Apprendre à écouter l’opinion différente
Pour cela, il est nécessaire de prendre le temps d’écouter, car l’absence d’écoute est pour le Pape le deuxième piège qui nuit à la fraternité. «Chacun devrait être toujours prêt à écouter, lent à parler, lent à se mettre en colère, car la colère de l’homme n’accomplit pas ce que Dieu attend du juste», dit François citant saint Jacques (Jc 1, 19-20).
«Combien de maux seraient évités s’il y avait davantage d’écoute, de silence et de vraies paroles tout à la fois dans les familles, les communautés politiques ou religieuses, au sein même des universités et entre les peuples et les cultures!», a assuré le Souverain pontife, qualifiant les espaces d’accueil de l’opinion différente comme un gain en humanité, et non comme des pertes de temps. De même, lors des débats, il faut apprendre à écouter, c’est-à-dire à faire silence et ralentir, à l’opposé de la direction actuelle de notre monde post-moderne toujours agité, rempli d’images et de bruits. «Débattre tout en sachant écouter et sans céder à l’émotionnel, sans craindre non plus les »malentendus », qui seront toujours présents et font partie du jeu de la rencontre, voilà ce qui permettra de parvenir à une vision commune pacifique pour bâtir la fraternité.»

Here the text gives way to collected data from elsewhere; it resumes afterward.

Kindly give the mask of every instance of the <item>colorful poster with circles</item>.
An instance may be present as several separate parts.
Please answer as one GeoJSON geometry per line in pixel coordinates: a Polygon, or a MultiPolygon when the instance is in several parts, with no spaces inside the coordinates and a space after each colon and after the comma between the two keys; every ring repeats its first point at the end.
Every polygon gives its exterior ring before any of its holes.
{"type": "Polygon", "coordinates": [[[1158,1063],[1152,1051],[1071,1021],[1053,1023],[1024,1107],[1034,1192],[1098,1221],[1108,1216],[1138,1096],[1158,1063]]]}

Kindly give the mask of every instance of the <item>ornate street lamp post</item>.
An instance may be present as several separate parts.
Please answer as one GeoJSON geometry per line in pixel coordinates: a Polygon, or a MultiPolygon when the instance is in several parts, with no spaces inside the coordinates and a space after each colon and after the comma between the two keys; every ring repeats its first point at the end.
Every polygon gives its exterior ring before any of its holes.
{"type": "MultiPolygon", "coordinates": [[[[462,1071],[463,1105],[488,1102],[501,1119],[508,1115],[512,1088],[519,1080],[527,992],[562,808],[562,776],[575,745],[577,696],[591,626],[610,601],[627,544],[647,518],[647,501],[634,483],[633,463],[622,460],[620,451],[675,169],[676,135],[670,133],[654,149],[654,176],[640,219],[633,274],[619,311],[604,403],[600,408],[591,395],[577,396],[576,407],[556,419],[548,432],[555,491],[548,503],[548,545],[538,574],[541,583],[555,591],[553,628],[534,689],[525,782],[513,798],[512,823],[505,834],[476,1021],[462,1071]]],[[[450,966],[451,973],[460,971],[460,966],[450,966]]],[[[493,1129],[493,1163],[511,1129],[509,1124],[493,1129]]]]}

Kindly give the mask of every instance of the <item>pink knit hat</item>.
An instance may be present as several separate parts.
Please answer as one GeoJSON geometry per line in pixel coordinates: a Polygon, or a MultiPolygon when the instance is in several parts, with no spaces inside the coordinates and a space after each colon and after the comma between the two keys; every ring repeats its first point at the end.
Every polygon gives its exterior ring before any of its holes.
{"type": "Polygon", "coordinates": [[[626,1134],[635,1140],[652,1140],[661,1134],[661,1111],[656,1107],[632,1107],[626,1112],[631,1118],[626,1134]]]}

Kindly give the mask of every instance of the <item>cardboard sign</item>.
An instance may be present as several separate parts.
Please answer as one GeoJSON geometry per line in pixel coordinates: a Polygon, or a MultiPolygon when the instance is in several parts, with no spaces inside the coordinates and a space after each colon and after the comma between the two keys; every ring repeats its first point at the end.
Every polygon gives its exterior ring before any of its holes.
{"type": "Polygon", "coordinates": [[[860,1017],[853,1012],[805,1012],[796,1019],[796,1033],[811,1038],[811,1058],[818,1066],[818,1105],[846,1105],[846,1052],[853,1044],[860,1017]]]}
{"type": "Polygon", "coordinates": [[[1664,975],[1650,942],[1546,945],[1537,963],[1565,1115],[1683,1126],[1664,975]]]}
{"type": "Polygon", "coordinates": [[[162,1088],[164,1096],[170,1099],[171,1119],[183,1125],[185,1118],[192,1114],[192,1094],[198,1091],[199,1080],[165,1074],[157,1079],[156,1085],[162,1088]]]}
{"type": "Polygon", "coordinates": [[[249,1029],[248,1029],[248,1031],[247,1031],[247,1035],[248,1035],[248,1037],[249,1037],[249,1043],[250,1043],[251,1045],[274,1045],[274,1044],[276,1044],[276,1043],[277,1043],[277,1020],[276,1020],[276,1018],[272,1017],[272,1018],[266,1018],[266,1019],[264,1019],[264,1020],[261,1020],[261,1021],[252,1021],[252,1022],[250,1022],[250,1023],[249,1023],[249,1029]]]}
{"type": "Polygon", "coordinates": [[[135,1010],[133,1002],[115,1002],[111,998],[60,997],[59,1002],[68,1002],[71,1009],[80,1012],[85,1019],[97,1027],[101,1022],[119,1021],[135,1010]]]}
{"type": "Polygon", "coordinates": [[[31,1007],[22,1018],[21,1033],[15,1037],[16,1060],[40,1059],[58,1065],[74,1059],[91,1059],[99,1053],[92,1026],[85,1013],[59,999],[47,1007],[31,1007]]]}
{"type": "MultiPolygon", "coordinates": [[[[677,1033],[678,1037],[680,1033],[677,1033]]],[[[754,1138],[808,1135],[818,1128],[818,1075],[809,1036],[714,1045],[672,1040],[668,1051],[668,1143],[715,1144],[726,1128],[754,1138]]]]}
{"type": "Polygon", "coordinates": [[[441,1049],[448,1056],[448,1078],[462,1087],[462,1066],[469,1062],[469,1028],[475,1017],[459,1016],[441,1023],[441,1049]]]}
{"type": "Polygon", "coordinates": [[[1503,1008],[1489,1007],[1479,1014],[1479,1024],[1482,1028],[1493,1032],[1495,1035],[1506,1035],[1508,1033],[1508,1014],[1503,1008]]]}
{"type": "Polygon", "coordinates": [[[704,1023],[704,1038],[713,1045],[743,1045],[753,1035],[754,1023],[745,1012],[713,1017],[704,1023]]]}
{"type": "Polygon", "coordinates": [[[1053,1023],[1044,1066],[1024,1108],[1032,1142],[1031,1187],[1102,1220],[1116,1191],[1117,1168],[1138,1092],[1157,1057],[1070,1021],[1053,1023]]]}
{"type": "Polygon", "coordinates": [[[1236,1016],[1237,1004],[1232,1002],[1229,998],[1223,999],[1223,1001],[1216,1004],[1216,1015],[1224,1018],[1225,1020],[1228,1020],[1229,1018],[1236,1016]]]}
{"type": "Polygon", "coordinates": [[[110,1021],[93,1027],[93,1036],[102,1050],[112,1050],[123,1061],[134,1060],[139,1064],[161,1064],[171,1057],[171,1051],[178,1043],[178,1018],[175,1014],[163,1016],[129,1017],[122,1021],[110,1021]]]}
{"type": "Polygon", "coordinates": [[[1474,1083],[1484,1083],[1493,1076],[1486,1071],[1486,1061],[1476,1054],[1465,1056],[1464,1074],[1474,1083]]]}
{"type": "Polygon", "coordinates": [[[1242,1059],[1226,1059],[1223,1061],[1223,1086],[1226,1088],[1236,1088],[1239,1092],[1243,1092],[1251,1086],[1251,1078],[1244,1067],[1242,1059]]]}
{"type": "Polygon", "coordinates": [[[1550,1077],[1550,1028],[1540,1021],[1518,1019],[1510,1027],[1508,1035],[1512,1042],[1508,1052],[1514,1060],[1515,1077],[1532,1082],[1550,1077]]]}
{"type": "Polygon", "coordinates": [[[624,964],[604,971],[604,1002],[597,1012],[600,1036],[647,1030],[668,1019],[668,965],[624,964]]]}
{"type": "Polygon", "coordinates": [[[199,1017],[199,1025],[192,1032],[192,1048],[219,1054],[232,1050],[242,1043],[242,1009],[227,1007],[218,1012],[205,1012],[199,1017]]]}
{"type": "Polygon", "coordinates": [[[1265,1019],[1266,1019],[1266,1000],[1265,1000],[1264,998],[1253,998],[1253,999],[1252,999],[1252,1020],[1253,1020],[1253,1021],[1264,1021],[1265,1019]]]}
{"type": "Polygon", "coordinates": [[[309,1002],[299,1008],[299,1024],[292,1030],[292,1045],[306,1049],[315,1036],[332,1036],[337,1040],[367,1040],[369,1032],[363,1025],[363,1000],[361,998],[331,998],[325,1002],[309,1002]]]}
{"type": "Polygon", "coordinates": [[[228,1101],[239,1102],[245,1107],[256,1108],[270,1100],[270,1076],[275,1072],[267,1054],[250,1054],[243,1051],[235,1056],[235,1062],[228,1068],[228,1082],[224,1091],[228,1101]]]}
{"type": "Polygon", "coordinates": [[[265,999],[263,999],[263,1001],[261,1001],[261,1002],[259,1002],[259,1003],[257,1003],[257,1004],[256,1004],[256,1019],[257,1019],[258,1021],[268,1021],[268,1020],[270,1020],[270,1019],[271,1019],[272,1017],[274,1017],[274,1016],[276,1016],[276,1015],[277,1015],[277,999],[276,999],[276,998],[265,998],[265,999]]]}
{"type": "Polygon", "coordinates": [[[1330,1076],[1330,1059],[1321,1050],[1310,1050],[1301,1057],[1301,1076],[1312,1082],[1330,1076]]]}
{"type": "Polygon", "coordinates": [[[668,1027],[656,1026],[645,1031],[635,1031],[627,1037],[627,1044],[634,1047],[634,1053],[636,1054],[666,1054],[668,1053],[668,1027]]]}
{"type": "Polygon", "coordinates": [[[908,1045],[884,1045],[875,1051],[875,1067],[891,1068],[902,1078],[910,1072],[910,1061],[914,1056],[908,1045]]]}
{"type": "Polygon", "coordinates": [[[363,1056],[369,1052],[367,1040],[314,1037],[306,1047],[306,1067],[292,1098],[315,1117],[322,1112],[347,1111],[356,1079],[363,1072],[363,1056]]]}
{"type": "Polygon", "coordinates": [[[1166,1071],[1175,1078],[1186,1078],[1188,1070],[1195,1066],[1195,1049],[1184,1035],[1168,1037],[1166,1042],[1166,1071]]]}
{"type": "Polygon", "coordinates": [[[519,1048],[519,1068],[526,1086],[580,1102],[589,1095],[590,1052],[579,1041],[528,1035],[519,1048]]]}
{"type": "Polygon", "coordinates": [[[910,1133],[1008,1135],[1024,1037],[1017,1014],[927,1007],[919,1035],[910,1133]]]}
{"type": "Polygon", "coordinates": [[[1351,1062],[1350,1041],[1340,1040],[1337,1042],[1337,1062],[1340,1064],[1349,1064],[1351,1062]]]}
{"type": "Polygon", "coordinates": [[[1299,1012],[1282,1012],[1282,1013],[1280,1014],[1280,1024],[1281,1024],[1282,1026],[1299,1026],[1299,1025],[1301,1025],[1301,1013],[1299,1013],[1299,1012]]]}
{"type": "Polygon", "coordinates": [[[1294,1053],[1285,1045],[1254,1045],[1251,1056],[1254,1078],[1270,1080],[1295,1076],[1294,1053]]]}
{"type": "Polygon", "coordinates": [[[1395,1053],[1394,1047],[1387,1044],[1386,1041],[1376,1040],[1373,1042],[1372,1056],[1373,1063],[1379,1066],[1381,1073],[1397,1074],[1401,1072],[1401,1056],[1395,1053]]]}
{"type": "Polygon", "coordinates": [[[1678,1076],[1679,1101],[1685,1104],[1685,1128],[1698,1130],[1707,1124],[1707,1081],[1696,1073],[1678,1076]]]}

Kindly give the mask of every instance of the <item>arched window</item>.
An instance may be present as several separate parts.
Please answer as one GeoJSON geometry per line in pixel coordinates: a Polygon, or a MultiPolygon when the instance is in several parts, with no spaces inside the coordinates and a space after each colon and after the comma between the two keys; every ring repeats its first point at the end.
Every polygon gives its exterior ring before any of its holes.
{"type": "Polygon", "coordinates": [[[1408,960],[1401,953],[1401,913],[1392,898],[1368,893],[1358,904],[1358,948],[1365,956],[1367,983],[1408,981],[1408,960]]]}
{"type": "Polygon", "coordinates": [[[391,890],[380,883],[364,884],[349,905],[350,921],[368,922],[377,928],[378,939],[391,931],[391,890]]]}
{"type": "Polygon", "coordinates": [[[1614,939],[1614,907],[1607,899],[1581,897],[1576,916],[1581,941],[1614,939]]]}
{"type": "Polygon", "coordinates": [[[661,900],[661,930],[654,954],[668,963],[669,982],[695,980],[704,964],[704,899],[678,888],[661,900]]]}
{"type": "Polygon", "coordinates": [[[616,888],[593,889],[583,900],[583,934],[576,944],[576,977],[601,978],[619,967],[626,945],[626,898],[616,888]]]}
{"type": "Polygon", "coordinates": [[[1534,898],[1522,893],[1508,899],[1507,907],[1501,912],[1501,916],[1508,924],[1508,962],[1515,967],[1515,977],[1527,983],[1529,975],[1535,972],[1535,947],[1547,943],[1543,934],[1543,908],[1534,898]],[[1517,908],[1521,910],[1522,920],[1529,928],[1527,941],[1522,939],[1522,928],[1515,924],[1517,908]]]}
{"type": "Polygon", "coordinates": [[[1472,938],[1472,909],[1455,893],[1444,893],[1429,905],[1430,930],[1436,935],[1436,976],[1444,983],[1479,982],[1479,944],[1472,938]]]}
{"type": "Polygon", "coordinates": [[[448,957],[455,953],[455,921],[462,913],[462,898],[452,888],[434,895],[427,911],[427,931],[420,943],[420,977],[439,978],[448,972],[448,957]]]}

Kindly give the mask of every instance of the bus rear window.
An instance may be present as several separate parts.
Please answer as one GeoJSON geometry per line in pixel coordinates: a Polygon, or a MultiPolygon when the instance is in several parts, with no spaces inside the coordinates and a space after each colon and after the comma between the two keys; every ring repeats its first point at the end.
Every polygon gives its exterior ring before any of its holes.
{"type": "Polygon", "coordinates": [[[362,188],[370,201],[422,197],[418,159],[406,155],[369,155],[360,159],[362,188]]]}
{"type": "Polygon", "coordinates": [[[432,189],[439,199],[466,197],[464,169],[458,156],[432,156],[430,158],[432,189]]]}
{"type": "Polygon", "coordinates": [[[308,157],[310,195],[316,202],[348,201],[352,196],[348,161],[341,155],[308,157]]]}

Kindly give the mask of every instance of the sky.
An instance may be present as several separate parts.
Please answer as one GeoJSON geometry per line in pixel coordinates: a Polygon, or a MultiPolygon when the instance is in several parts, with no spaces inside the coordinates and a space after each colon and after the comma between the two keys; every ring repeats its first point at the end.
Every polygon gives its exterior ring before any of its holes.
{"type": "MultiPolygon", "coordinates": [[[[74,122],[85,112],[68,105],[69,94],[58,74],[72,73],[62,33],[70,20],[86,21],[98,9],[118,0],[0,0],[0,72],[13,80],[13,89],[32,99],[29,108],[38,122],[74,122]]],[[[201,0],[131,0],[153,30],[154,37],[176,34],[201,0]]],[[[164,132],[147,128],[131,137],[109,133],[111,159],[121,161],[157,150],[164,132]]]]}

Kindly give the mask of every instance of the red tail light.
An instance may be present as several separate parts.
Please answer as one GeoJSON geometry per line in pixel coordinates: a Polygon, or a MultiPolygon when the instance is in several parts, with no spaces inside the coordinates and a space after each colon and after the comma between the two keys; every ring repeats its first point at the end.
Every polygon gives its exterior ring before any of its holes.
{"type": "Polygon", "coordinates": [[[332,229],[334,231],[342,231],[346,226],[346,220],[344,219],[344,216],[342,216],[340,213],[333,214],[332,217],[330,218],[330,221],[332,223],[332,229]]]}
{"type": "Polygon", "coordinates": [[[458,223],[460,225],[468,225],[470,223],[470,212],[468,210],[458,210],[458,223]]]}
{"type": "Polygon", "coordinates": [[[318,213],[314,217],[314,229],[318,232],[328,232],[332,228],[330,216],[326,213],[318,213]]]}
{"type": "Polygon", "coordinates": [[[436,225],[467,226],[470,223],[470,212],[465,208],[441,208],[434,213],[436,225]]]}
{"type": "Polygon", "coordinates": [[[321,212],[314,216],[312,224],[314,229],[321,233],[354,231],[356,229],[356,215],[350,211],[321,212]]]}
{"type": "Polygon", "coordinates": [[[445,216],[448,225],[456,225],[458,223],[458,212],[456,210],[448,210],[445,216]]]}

Formation et recherche doivent viser la souplesse intellectuelle
Toutefois, François rappelle que débattre présuppose une éducation à la flexibilité intellectuelle. La formation et la recherche doivent viser à rendre les hommes et les femmes de nos peuples non pas rigides mais souples, vivants, ouverts à l’altérité, fraternels. «Chers frères et sœurs, faisons en sorte que notre rêve de fraternité dans la paix ne se cantonne pas aux mots!», a-t-il souhaité. Le mot «dialogue» est, en effet, d’une très grande richesse et ne peut se borner à discuter autour d’une table. Le Pape argentin a enfin exhorté à ne pas craindre de sortir de sa propre discipline, à rester curieux, souple, à l’écoute. «En effet, celui qui n’aime pas son frère, qu’il voit, est incapable d’aimer Dieu, qu’il ne voit pas» (1 Jn 4, 20), a-t-il résumé.